Tutto cominciò quando qualche operaio, prima di buttare le pagine nell’acqua, cominciò a darci un’occhiata, forse solo alla foto del rotocalco, poi alla notizia sportiva, alla fine il tempo non bastava per leggere tutto l’articolo, e allora lo strappava e lo portava a casa, magari per farselo leggere dai figli, e così fu consuetudine riconoscere i lavoratori del macero dai pezzi di carta che fuoriuscivano dalle tasche dei pantaloni o della giacca. Da quei fogli ai libri il passo fu breve, e poiché c’erano settimane che al maceratoio giungevano solo carichi di volumi, gli articoli strappati dei giornali furono sostituiti da fascicoli slegati, capitoli rimaneggiati, racconti senza copertine.
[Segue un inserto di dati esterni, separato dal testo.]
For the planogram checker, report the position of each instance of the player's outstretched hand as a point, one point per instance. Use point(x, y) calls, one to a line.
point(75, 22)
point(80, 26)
Gli operai arrivavano a casa la sera e dopo cena si sedevano sul divano, prendevano le pagine spiegazzate e le leggevano o le facevano leggere in famiglia, spargendo come untori il morbo della lettura. E quando non erano le mani degli operai a seminare parole di carta, ci pensava il vento, il ponente che arrivava dal mare e afferrava quei fogli dai camion, dalle vasche, dai mucchi accatastati nel cortile e li faceva svolazzare nell’aria, stormi di romanzi francesi, sciami di prontuari per i sogni, e gabbiani con le ali dei Miserabili, rondini con al becco le peripezie di Gulliver, e frammenti dei Dialoghi di Platone confusi col polline dei platani. In ogni angolo di Timpamara, su davanzali, panchine, portabagagli delle auto, sui sacchi della spazzatura e perfino sui cappelli delle signore, poteva trovarsi la pagina di un romanzo: quando le genti la raccoglievano la leggevano, e se non piaceva non la buttavano ma l’appoggiavano da qualche parte, nella fioriera del marciapiede o su un gradino, fermata da una pietra affinché qualcun altro la prendesse; se piaceva, invece, la portavano a casa e la conservavano. Leggevano tutto e tutto serbavano, i timpamarani, quasi a contrappesare il destino di distruzione del macero: lì i libri venivano cancellati, loro invece li tenevano in vita.